"When you start something," the elder Sapp said, "you finish it."
The former Tigers quarterback completed his four-year career. Then, he later kept a promise to his parents, returning to the classroom after a decade absence.
Sapp spoke about his perseverance Tuesday night at the Augusta Clemson Club banquet at Enterprise Mill. He also spoke about getting his degree in psychology while in his 30s.
"It opens doors for you," he said of getting a college diploma. "It puts you in a family of successful people."
The 37-year-old Sapp lived in Atlanta when he returned to college. He wrapped up a four-year NFL career and then worked as a vice president of client development in a sports agency. He needed one more year to finish his degree and headed off to Clemson, not expecting to stay.

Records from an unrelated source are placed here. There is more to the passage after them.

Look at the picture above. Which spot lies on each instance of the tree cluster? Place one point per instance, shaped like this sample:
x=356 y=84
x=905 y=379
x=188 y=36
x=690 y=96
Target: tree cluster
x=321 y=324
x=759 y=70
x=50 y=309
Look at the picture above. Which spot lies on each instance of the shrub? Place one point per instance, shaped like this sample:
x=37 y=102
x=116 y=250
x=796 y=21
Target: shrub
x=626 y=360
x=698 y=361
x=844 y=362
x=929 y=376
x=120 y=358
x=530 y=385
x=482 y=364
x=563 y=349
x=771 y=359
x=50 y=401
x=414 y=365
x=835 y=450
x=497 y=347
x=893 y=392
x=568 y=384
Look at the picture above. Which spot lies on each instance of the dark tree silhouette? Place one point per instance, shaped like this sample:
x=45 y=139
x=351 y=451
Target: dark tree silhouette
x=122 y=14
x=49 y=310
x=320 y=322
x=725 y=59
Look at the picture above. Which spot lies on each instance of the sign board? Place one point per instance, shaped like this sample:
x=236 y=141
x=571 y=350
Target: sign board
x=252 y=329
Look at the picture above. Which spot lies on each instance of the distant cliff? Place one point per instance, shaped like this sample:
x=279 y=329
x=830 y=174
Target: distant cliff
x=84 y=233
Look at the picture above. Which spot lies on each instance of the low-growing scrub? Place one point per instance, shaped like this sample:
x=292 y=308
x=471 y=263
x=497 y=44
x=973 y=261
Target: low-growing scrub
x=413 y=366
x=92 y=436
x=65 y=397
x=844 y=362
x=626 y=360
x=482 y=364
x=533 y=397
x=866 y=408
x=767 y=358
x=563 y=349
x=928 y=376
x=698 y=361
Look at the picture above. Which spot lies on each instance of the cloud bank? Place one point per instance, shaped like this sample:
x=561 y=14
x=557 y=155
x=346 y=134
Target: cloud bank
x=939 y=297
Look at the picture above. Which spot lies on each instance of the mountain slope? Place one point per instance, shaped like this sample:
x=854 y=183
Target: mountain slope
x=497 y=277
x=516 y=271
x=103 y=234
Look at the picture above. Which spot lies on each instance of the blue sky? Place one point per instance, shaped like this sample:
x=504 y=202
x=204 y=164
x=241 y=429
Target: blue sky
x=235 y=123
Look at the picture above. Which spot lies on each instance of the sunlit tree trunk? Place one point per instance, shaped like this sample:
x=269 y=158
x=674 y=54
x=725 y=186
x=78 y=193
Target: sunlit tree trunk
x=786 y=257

Upon completion of his classwork in 2006, Sapp received an offer to work in the school's development office. He's been there ever since.
"I felt it was kind of a way to give back to Clemson," said Sapp, the school's director of major gifts.
A Jacksonville, Fla., native, Sapp played three seasons for the Tigers at quarterback, starting his freshman season. He then went through the routine of getting benched, starting and getting benched again. During his junior season, he moved to wide receiver just to get on the field.
At quarterback, Sapp recorded one of Clemson's top bowl memories. At the end of his sophomore year, he threw a 21-yard touchdown pass in the final minute to lift Clemson to a 14-13 win over Kentucky in the 1993 Peach Bowl.
That one play wasn't enough to save his starting job. So before his senior season, Sapp switched to defense. As an outside linebacker, he recorded 53 tackles, 11 tackles for loss and a team-leading 5.5 sacks.
In 1996, Sapp was drafted in the second round by San Diego. He played four seasons in the NFL with the Chargers and Arizona Cardinals. The outside linebacker started 15 of 63 games, recording 57 tackles and two sacks.
Sapp eventually returned to his college roots. These days, he's traveling all over the country raising money for Clemson in a bad economy.
And he also keeps a close watch on the football program -- he's a fan of coach Dabo Swinney -- as well as the entire athletic program.
"I'm pleased by Clemson athletics in its current state," Sapp said. "And I'm upbeat about the future."